I just chugged a whole pitcher of beer in 1 min. 9 sec. A whole goddamn pitcher.
I wish they made portable blow up dolls for girls.
It's called a dildo, genius. Go to sleep.
I just said that Oprah is crazy and like 5 fat white girls jumped down my throat. I sat back and smiled.
you were so drunk when the pizza guy got there you told him that you didn't have any money and would trade him the pizza for 3 Porno movies and he totally did it. I may never have to pay for pizza again
Restaurants Roasting People Who Gave Them Negative Yelp Reviews (25 Pics)
Its your turn to fuck our RA next time she threatens us with an underage.
Those people having sex on the beach kept looking over at you guys throwing his shoes at the seagulls.
So there I was praying he didn't go limp again, choking on a long, long gray ball hair. This is my Saturday night. This. Is. My. Life.
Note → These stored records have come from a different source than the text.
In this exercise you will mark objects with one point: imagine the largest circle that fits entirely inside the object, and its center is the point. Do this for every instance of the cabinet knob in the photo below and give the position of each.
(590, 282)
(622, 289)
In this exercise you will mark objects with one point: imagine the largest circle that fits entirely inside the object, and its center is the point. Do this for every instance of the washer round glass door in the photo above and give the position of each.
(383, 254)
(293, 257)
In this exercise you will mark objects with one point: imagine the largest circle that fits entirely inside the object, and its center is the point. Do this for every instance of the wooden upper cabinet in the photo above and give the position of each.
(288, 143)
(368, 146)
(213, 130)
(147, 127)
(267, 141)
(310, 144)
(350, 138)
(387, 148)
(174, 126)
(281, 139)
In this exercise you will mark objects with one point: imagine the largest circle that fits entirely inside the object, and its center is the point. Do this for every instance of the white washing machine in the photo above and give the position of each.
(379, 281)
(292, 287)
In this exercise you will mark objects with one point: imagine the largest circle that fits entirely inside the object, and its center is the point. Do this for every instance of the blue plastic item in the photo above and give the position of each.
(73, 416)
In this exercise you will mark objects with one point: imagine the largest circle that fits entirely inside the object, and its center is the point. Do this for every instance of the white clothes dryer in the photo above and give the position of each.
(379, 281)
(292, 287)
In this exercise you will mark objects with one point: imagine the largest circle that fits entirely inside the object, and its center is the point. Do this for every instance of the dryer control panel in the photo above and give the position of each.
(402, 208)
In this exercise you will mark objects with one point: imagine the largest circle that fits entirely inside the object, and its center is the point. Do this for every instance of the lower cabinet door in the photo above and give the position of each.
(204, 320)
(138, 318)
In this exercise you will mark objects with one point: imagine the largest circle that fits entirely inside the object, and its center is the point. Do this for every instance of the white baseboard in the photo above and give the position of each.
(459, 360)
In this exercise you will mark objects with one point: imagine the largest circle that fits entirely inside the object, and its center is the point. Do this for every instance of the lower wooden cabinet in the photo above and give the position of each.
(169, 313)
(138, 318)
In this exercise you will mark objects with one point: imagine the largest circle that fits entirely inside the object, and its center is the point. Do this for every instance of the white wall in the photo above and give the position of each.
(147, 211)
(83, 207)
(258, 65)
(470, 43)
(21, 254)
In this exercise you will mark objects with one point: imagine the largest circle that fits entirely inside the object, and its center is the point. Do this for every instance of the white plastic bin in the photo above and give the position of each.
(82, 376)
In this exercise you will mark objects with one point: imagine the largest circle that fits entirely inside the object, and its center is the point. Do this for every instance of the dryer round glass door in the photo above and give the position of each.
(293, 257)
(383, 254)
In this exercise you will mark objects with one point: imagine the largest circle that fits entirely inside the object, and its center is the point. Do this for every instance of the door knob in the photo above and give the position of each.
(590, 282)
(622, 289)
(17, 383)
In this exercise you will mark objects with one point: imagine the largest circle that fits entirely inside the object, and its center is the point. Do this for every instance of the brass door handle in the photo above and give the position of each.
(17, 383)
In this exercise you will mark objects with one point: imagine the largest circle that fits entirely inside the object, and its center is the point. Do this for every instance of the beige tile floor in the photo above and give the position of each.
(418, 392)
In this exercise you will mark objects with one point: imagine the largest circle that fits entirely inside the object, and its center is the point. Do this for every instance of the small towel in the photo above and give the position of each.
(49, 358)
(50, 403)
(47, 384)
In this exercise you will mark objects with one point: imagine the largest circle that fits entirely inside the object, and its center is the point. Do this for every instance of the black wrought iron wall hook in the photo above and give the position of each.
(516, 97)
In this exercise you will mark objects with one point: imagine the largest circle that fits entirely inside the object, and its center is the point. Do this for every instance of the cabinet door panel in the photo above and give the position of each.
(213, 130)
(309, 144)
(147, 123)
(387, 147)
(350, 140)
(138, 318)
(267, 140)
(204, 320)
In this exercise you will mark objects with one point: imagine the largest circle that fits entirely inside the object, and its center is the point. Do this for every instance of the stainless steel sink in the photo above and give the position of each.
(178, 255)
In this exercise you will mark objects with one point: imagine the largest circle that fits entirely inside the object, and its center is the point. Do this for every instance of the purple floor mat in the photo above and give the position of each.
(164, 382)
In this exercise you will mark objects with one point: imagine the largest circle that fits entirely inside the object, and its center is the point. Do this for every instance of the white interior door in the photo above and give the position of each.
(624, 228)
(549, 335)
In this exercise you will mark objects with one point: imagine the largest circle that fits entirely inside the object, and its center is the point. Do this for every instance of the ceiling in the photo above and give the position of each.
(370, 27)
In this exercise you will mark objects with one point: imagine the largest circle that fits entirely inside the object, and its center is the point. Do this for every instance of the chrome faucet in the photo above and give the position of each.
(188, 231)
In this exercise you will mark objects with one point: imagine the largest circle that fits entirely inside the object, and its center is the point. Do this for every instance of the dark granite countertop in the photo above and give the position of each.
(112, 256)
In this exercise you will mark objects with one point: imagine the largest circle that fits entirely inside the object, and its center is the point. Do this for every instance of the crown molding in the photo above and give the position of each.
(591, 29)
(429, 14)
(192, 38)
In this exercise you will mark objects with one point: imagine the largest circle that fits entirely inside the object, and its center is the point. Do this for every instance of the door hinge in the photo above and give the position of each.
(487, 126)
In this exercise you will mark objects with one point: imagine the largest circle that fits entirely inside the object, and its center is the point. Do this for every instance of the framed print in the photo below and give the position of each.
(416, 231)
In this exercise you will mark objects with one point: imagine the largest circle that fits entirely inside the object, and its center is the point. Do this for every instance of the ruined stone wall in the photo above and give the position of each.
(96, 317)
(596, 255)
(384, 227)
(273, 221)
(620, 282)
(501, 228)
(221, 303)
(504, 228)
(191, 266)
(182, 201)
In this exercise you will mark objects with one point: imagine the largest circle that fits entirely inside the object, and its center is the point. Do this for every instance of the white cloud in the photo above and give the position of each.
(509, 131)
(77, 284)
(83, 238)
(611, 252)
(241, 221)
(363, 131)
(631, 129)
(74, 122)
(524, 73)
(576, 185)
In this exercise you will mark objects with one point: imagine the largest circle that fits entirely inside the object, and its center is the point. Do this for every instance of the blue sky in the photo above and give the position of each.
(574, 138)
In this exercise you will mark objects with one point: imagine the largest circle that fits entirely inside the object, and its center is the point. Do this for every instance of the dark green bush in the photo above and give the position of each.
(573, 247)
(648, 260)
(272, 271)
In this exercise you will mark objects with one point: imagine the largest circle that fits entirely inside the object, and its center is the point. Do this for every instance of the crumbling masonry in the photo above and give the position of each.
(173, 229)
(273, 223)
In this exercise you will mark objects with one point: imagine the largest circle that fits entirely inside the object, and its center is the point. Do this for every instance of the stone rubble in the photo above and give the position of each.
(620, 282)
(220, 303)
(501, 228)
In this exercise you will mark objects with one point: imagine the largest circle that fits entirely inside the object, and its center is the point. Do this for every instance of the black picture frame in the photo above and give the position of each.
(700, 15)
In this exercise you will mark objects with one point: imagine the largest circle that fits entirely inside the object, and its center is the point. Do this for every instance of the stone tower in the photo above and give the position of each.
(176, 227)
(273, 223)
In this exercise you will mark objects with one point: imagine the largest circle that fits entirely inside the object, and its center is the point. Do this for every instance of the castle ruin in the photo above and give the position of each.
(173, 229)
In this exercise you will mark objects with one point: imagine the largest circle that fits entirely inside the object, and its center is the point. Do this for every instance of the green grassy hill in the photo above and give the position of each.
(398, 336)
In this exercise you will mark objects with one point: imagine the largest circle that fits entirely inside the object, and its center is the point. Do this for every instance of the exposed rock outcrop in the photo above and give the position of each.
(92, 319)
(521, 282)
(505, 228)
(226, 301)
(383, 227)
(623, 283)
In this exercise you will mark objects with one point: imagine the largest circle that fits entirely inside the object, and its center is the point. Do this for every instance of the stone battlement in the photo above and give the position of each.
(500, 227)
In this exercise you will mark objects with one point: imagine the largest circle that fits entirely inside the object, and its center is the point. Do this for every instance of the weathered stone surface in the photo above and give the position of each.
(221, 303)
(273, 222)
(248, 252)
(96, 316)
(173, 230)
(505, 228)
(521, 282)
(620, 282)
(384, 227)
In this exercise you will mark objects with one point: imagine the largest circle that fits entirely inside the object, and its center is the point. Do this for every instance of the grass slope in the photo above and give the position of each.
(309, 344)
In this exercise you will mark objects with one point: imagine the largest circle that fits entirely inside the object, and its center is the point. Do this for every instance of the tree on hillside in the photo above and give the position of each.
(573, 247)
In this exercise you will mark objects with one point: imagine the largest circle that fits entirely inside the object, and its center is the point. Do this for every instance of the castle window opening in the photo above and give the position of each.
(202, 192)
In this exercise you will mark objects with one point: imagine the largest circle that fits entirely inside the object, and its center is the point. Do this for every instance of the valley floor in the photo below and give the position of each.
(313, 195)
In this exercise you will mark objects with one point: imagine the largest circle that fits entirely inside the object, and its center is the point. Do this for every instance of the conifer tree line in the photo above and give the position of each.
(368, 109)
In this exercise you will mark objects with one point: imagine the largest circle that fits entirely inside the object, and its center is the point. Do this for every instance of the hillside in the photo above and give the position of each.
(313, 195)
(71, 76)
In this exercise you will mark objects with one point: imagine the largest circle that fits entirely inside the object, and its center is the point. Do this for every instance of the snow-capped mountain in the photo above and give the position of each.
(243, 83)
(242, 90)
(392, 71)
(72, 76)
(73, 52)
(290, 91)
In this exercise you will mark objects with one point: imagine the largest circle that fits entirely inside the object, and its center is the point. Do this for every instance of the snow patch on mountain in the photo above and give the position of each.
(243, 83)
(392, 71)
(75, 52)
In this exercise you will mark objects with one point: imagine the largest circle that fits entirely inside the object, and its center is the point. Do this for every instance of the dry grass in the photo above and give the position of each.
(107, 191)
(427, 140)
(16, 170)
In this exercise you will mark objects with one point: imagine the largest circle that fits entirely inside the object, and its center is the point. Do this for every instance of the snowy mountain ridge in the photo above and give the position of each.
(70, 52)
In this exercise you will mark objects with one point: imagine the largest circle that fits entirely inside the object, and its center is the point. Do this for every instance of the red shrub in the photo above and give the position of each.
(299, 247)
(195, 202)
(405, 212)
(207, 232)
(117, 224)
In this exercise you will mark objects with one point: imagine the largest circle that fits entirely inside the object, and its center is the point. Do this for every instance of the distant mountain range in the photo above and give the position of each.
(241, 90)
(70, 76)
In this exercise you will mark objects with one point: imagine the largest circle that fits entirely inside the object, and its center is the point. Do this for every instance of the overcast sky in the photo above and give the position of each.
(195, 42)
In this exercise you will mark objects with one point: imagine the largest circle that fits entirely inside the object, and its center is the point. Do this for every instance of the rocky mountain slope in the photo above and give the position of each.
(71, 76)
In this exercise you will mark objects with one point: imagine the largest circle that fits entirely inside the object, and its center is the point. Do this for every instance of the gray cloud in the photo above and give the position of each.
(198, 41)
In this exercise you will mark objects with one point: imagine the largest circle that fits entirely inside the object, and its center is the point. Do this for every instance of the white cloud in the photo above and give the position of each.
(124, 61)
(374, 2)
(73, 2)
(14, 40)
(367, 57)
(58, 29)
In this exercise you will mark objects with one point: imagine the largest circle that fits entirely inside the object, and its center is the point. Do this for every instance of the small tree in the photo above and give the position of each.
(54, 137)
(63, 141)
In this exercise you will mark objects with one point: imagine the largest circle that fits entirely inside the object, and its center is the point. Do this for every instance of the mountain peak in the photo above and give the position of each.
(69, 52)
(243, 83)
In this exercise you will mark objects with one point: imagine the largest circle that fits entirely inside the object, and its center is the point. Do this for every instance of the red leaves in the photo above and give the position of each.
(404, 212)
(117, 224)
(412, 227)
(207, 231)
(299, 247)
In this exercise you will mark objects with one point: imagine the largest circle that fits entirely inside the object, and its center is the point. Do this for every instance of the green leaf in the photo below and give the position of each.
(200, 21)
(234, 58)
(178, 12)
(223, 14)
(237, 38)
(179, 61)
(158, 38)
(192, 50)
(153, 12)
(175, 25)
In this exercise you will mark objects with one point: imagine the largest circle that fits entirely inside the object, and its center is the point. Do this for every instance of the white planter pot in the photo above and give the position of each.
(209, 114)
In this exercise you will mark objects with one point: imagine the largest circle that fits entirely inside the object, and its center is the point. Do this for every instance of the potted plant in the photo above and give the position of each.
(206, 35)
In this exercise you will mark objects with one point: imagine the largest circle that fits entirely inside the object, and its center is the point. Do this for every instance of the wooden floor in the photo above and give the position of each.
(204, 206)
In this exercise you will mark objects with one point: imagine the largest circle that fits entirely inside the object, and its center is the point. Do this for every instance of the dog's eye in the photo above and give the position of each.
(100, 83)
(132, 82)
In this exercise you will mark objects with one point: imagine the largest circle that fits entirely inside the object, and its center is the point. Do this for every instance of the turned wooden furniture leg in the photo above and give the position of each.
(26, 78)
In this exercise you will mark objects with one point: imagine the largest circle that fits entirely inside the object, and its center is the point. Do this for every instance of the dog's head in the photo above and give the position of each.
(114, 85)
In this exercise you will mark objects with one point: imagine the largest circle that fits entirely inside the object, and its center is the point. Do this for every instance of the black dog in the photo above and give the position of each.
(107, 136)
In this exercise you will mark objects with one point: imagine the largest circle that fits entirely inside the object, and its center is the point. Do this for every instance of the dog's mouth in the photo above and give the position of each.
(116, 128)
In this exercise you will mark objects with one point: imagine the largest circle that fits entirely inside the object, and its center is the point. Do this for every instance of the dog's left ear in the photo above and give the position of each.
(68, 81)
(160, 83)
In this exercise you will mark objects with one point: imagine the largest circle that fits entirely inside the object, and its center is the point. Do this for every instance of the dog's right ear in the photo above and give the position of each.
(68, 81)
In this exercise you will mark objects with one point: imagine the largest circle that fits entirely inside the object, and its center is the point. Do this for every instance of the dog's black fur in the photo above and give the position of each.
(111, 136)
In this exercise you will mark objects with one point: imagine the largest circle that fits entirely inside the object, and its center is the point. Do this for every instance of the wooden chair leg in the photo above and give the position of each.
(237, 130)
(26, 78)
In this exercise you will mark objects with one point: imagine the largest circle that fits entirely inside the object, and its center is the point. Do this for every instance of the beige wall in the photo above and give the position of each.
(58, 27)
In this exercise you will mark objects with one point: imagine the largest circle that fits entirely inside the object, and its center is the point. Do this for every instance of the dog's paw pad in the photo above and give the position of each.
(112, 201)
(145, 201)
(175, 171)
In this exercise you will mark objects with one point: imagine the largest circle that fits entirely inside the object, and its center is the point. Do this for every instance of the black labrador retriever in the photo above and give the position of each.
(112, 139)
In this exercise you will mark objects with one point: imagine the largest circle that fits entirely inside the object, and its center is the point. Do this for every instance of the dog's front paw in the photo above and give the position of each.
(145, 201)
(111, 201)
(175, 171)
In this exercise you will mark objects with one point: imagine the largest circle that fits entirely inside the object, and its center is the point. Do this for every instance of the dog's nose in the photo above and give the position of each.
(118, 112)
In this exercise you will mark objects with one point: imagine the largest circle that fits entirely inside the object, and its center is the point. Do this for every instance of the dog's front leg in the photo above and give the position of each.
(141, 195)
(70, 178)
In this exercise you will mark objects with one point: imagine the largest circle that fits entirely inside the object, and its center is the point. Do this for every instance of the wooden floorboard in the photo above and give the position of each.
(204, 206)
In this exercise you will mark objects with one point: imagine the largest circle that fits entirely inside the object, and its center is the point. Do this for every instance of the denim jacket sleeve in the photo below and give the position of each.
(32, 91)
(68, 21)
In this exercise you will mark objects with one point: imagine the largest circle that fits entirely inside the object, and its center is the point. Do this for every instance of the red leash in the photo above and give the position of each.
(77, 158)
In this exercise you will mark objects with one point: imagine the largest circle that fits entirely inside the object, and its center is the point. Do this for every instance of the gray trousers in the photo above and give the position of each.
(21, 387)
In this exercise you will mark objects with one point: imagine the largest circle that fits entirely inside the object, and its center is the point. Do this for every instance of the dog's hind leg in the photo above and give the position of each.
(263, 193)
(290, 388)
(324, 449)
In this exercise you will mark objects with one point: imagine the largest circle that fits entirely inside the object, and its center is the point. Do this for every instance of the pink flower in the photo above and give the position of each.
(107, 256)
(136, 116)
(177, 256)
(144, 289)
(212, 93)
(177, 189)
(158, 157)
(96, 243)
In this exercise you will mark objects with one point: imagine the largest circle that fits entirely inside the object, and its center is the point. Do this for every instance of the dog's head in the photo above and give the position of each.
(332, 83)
You know how the doctor said I need to stop being vegan unless I find a way to get more protein? There's protein in beer. The doctor wants me to drink more beer.
I remember you licked my face and said that's all you're getting
Woman Posts Harassing DMs From Creep Online, Now He’s Upset Because People Told His Mom
I wish I could be at this cabin banging all these old dads
I am harder than a fucking diamond and Michael Bolton is playing. Your move.
I shaved my balls for you. Do you have any idea how hard that is?
How's Vegas?
Woke up with a sculpture of my own head. Been trying to find Ashley for two days. so pretty not too bad.
Where are you? Where am I? Why am I so red?
He goes "what would you say if I told you I like to get it in?" def a potential soulmate right there.